Back then it was concluded that the place to maintain available capacity ( in capacity planning you need to compare available capacity - from the work center - to required capacity - from the order) is the MRP Controller !? In the material masters MRP1 screen. Well, that didn't work that well and the team came to the conclusion: Capacity Planning is something SAP can't do!
Nothing is further from the truth (we have done capacity planning at Dornier in Germany with R/2 back in the 80's) but in this specific case a horde of external ABAP programmers developed a 'capacity planning module' for lots of money (in a previous blog post I asked the question: how is it possible that a consultant can program better software in SAP, than SAP can?). It is of no importance that the same company which suggested that SAP can not do capacity planning, also programmed the "missing" SAP capacity module at this plant.
Now that we had that settled, I wanted to see how the planners level capacity. The supervisor very proudly presented their "own" excel spreadsheet solution. "It does not have the current availability and the orders are batch-downloaded only on a weekly basis but at least we can estimate the cost of production - if the plan matches what is actually produced"
So let me sum this up: you buy an SAP system, you pay for the implementation, you pay to develop a work around, you then develop a spreadsheet solution on your own - and you end up with nothing! Not a very good business case.

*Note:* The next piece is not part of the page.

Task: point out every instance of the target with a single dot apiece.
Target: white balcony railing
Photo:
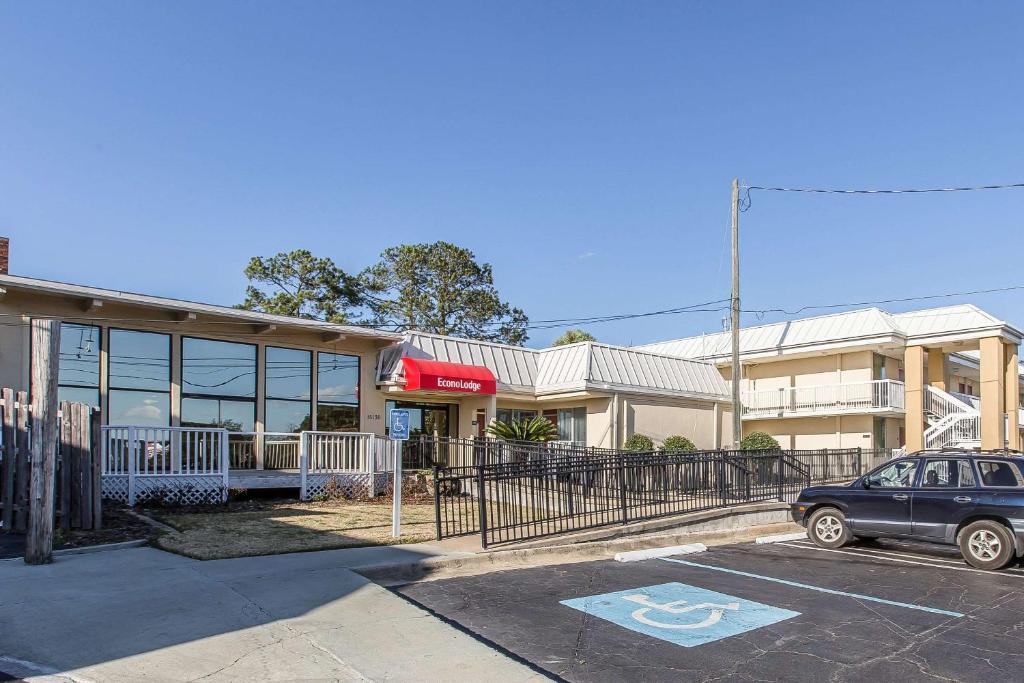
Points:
(875, 396)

Capacity Planning in SAP is very real! It is extremely flexible and works for everything from discrete to process manufacturing. it is perfectly integrated with all your planning and execution and costing functions in SAP and does not require any modification or work-around.
I bet you the cost of a work-around to make it work at your company to your fullest satisfaction with all the bells and whistles you ever need. In the standard!